Operating under a post-modern principle that it's quite impossible to accurately represent a time and place you have no real familiarity with, Marie Antoinette rather strives to represent what it might have been like for a bright, extremely young woman who suddenly became the most powerful and wealthy women in France, having to deal with intense pressures and living a fairly isolated life.
Great performances were put in by Kirsten Dunst, Jason Schwartzman (as Louis XVI), Judy Davis (as a Comtesse who guides M.A. through the complexities of French court life), Asia Argento was great as Madame Du Barry (the lover of Louis XV), and humorous performances were put in by Rip Torn (Louis XV) and Shirley Henderson (you'll remember her as Bridget Jones's friend Jude, and Moaning Myrtle in Harry Potter.)

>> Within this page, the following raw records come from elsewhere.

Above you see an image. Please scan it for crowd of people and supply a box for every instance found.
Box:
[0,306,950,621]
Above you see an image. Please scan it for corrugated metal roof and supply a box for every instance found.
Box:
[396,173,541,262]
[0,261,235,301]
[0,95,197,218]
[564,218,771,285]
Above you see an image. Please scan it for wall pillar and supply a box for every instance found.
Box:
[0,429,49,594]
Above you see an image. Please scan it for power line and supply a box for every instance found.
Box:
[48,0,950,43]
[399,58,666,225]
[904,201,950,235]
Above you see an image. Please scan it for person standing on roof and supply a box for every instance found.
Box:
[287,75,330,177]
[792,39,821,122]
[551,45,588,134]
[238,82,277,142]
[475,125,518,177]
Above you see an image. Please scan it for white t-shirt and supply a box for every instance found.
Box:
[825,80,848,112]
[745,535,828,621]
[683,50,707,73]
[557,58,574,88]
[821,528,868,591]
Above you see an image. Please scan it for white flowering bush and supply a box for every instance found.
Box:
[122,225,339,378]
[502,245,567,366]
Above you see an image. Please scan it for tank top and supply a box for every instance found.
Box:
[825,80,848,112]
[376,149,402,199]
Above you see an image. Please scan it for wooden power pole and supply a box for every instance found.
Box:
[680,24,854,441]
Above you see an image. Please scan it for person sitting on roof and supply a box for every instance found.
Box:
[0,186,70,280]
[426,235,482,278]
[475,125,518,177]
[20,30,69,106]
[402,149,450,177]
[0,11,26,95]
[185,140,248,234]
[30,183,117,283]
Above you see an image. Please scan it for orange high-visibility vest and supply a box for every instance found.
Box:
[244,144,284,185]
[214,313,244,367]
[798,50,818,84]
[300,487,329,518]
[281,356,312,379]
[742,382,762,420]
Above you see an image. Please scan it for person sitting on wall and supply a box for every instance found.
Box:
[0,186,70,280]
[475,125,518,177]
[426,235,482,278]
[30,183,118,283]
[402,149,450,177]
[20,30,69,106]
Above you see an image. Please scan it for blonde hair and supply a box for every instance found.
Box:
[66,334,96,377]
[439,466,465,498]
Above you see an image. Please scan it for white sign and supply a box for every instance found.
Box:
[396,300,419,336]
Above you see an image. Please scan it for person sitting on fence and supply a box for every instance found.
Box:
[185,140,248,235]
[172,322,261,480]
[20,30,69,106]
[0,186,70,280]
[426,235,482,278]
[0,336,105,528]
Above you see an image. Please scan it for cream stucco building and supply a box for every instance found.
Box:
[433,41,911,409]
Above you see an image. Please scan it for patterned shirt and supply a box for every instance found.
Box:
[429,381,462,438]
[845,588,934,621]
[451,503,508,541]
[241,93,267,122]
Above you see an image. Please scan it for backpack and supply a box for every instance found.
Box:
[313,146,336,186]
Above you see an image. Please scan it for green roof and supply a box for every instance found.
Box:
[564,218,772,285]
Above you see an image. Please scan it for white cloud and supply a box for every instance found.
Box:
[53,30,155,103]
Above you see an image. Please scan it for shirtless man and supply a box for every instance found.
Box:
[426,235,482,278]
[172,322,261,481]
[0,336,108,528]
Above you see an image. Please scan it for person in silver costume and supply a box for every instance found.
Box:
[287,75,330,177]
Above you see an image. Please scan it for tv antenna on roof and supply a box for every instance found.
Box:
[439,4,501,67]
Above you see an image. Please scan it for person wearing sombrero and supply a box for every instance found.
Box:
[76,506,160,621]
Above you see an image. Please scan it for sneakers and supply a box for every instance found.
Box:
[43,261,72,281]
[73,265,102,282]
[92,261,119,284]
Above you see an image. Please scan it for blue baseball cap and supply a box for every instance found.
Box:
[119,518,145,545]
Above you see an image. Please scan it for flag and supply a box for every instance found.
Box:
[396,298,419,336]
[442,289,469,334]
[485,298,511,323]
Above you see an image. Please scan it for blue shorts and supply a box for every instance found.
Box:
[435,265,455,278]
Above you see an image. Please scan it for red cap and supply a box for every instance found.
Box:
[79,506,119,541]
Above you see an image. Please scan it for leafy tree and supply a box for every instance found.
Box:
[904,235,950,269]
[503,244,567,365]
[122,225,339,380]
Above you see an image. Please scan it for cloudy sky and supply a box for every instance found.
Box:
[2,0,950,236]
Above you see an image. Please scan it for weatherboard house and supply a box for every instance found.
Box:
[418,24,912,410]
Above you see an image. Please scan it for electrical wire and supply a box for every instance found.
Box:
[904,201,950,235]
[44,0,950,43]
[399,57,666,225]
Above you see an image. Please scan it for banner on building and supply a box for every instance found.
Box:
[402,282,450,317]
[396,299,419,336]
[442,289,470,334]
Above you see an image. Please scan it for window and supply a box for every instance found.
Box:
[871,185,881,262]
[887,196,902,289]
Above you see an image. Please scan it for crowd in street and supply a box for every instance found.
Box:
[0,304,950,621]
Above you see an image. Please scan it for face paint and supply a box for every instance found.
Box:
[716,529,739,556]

One of my favorite sequences was played out to the tune of "I want candy" - a series of shots alternating delicious looking cakes and petit fours and The. Most. Gorgeous. Shoes I've ever seen in my whole life. (The cakes are Ladurée and the shoes are Manolos.) Presumably it's for scenes like these the film was booed at Cannes and generally disliked by French audiences, where Marie Antoinette remains a controversial figure. Speaking of, I heard a French girl complaining at the end of the movie, "How can you end that movie without a beheading?!?"

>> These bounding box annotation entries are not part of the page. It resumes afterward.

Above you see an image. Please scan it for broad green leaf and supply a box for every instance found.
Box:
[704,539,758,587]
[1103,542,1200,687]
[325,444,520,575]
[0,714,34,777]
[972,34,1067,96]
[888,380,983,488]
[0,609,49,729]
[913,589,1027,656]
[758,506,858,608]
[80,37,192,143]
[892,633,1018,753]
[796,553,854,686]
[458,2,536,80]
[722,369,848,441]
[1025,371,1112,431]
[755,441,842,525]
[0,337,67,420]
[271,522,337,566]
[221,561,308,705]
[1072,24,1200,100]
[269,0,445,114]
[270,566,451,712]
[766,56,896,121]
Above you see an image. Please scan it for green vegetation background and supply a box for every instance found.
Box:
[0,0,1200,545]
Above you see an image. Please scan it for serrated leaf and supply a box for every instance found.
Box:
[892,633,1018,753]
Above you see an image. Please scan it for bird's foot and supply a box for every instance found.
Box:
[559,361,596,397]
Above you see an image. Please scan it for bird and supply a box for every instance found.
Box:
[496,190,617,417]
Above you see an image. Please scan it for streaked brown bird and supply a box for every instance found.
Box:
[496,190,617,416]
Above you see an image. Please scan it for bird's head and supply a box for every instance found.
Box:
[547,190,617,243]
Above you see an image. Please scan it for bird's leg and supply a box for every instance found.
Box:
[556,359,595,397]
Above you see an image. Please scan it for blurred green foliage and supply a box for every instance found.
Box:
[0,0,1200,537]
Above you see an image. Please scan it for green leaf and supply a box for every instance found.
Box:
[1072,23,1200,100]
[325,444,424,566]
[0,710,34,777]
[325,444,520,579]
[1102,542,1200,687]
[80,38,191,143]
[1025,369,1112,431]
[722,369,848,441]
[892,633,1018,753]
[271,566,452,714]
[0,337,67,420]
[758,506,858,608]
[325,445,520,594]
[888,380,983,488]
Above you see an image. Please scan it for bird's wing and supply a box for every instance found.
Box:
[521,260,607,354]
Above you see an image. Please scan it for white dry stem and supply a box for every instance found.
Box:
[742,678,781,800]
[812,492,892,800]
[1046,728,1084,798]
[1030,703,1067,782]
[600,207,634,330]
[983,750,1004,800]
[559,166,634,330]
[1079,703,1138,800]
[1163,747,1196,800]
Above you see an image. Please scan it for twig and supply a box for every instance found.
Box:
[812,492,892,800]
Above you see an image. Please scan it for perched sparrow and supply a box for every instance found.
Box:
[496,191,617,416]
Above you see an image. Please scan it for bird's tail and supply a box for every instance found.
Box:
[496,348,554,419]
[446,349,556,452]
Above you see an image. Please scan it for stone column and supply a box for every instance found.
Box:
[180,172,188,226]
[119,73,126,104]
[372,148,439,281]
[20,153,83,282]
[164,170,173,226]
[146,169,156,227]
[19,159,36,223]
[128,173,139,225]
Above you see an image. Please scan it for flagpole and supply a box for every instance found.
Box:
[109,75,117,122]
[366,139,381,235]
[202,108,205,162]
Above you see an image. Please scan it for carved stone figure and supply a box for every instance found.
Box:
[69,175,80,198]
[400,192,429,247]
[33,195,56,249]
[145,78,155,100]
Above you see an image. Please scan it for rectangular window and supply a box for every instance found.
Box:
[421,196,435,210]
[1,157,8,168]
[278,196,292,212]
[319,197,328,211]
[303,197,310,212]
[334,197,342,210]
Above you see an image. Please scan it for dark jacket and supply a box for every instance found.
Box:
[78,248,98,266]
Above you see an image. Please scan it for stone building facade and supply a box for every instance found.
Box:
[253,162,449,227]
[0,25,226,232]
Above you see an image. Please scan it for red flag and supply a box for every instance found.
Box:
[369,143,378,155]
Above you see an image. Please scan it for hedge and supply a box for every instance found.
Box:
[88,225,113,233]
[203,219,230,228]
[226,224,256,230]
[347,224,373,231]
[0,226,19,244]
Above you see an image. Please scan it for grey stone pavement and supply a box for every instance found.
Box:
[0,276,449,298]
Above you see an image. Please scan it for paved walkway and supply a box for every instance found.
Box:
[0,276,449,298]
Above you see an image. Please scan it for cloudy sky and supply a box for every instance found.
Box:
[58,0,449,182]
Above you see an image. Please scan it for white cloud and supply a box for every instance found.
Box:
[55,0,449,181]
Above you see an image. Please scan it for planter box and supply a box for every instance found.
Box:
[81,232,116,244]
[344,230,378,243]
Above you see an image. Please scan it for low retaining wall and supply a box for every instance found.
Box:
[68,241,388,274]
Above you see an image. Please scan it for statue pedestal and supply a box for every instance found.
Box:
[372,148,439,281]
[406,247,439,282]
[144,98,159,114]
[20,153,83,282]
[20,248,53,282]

(Still calling for her head, aren't they?) Frankly I was relieved that the film didn't include the miserable final years of the royal family's lives (not just because I have a no-death-penalty-rule that I employ, and I couldn't quite decide if it might apply in the case of Marie Antoinette), but because the ending, while avoiding the shedding of blood, perhaps even more convincingly implies that the era was over, but also illustrates the grace and bravery with which Marie Antoinette faced the end of her reign. I'd recommend the film to any fan of Coppola - ooooh, I can't wait to see what her next movie will be!